On cooperative versus individual work, he explains that schools tend to over-emphasize personal work. He presents the assumption that possibly schools are the only institutions where individual work is highly emphasized, and group work is mostly punished. He uses the examples of examinations where students are not expected to collaborate when doing exams or even to refer to books. From his perspective, students should be taught on how to work as teams with the analogy that some skills in the outside world are not taught to children when they are in school. Apart from working as teams, schools are expected to teach students on how to cite references, apply the internet in their studies, in addition to distinguishing between efficient and inefficient content. He views students to exhibit various abilities which can be applied to make their education efficient. He looks down on the issue of grading students and putting their performance according to rank. His view is to have a system that identifies the strengths and skills of students and to record them adequately. He explains that the idea is to have efficient characterization. He also explains that students feel the need for lying when they are in an environment where any form of cheating is punished. From his viewpoint, if copying was acceptable in the school environment whereby the source of information has to be indicated, and if the source and the copier of the information received a reward, the adequate behavior will be reinforced in addition to a decrease in deceit and an increase in cooperativeness in the classroom environment. From his view, the educational system might be changed such that it becomes relevant to the society, to equip students with adequate social skills, in addition to ending deceitful acts in schools.

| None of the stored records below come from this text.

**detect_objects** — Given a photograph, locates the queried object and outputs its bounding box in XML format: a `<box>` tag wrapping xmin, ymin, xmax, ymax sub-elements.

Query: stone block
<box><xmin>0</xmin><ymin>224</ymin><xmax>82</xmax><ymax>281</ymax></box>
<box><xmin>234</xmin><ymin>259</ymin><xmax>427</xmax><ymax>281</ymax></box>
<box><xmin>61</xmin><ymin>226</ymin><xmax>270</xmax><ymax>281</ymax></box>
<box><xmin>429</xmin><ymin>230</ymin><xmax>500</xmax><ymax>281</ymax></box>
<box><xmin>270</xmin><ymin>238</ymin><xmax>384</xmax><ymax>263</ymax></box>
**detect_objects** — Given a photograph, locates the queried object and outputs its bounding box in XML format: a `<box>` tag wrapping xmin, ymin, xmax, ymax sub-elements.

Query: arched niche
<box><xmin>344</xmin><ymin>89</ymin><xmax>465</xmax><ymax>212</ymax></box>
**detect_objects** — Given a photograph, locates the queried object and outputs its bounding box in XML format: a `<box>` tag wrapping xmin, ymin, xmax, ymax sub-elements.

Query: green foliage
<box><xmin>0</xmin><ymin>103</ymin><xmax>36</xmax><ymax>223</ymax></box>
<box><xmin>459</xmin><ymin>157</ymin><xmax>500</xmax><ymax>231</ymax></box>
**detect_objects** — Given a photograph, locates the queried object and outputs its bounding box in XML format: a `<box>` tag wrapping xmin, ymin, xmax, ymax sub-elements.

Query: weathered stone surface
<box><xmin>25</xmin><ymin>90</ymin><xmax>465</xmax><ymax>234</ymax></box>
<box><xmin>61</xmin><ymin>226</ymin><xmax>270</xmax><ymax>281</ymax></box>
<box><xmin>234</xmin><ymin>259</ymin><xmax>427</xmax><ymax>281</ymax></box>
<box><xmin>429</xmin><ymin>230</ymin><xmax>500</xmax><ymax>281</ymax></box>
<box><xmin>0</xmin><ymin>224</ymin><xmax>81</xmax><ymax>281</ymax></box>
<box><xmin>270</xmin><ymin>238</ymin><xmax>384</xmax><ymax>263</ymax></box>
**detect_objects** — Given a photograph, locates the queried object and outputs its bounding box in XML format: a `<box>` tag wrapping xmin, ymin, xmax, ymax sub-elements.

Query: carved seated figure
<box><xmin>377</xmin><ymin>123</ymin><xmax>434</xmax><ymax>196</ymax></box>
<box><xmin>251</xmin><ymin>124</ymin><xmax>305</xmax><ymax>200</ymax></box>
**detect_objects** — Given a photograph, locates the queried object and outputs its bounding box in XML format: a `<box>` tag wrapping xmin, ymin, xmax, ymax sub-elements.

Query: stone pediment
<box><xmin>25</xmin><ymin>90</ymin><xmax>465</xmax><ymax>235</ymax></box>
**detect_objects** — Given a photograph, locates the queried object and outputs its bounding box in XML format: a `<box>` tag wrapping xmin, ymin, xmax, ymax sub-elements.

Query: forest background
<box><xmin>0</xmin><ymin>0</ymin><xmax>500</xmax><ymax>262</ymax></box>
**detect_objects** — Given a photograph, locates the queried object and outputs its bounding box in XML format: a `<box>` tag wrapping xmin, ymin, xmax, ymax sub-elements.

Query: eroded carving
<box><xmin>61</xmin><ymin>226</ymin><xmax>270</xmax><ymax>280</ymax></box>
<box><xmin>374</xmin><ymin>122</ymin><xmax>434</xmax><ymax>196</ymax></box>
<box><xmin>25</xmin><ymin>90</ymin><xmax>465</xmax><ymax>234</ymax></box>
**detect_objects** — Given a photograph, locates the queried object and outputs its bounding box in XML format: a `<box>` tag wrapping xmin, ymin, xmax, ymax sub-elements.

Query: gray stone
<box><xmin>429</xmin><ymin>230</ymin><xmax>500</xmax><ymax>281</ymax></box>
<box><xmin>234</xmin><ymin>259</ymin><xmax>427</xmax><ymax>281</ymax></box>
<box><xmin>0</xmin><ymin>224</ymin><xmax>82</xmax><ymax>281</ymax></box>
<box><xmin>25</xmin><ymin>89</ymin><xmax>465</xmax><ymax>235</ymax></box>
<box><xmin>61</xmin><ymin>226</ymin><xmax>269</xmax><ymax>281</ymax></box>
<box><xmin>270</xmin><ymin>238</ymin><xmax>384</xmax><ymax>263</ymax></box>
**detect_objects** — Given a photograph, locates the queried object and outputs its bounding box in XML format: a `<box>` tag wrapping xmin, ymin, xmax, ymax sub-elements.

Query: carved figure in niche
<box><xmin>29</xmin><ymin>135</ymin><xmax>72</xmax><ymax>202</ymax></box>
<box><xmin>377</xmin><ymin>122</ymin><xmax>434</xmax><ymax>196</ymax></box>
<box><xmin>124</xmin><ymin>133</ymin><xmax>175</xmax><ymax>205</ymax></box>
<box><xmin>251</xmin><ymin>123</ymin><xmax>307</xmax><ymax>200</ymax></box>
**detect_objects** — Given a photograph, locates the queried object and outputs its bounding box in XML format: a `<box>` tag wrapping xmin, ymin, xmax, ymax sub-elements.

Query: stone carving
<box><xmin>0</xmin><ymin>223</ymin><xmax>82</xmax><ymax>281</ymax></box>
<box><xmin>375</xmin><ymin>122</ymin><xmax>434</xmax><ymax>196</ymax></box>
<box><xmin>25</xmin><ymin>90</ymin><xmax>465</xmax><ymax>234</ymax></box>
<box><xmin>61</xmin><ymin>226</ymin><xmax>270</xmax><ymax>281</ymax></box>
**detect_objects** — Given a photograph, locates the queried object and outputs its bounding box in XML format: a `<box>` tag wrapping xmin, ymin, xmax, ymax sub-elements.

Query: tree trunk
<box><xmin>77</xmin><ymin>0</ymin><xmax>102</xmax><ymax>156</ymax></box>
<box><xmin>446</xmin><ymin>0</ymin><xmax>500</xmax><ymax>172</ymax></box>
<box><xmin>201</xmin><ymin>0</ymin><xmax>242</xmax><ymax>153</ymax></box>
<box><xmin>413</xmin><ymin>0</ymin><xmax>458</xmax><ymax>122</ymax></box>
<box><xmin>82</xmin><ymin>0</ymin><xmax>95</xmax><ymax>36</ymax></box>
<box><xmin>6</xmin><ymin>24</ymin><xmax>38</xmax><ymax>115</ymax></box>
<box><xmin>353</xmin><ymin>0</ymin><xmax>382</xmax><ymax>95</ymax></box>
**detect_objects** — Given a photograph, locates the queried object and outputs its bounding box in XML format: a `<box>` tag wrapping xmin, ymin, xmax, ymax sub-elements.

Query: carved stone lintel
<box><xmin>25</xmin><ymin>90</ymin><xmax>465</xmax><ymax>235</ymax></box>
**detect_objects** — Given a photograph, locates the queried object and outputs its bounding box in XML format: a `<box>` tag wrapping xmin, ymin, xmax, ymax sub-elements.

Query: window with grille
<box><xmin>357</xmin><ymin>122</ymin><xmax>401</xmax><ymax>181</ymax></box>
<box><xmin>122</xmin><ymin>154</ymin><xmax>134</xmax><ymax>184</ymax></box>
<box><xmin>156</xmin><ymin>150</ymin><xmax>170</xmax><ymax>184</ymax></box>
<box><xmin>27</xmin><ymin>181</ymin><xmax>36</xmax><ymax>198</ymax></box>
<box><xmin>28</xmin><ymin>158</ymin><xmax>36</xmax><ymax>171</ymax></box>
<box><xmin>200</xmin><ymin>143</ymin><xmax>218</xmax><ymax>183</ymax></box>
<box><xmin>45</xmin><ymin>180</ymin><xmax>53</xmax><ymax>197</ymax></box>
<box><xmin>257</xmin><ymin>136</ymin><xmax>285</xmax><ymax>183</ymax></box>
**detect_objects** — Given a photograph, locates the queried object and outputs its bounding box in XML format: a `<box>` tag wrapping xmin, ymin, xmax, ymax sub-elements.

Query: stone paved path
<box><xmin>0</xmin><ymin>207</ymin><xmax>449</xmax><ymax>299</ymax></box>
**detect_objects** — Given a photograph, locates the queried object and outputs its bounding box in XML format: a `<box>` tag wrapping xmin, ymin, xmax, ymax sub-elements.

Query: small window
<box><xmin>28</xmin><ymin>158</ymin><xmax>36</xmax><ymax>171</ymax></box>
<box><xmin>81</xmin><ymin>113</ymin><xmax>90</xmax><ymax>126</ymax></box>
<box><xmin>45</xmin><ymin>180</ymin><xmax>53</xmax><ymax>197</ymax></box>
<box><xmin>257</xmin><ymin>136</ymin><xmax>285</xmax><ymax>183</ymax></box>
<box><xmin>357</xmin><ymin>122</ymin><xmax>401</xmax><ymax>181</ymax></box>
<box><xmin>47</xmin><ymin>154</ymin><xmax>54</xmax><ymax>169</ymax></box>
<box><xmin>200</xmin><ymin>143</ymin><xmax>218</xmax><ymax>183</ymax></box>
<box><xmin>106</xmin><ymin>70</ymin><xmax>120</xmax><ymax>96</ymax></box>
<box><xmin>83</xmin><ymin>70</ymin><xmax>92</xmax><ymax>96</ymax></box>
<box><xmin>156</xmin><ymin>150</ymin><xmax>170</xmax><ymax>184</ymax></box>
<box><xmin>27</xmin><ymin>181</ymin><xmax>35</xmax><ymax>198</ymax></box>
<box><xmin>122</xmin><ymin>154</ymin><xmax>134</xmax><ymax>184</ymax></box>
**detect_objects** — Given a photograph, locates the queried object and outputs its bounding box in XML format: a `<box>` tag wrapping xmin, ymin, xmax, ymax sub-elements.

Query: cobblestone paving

On mastery grading, Norman explains that the current education system creates a competitive environment whereby a student either wins or loses. He prefers a grading system from an absolute standard system. He presents the notion that students vary in their level of achievements and have various strengths and weaknesses. Norman also explains that if the grading systems evaluated accomplishment levels and that the curriculum was put into sections affiliated with skills or knowledge, each student will have the opportunity of being mentored and that a section is viewed as complete when the student acquires the skill. In other words, only the term pass is used instead of using either pass or fail.
The general analogy is that changes in the examination and the curriculum are necessary for cheating to be eliminated in the school setting. The writer emphasizes the need for developing knowledge and skills in students rather than exposing them to absolute standards. His view is that the school curriculum should teach students on self-reliance, curiosity, knowledge on learning independently and cooperative skills.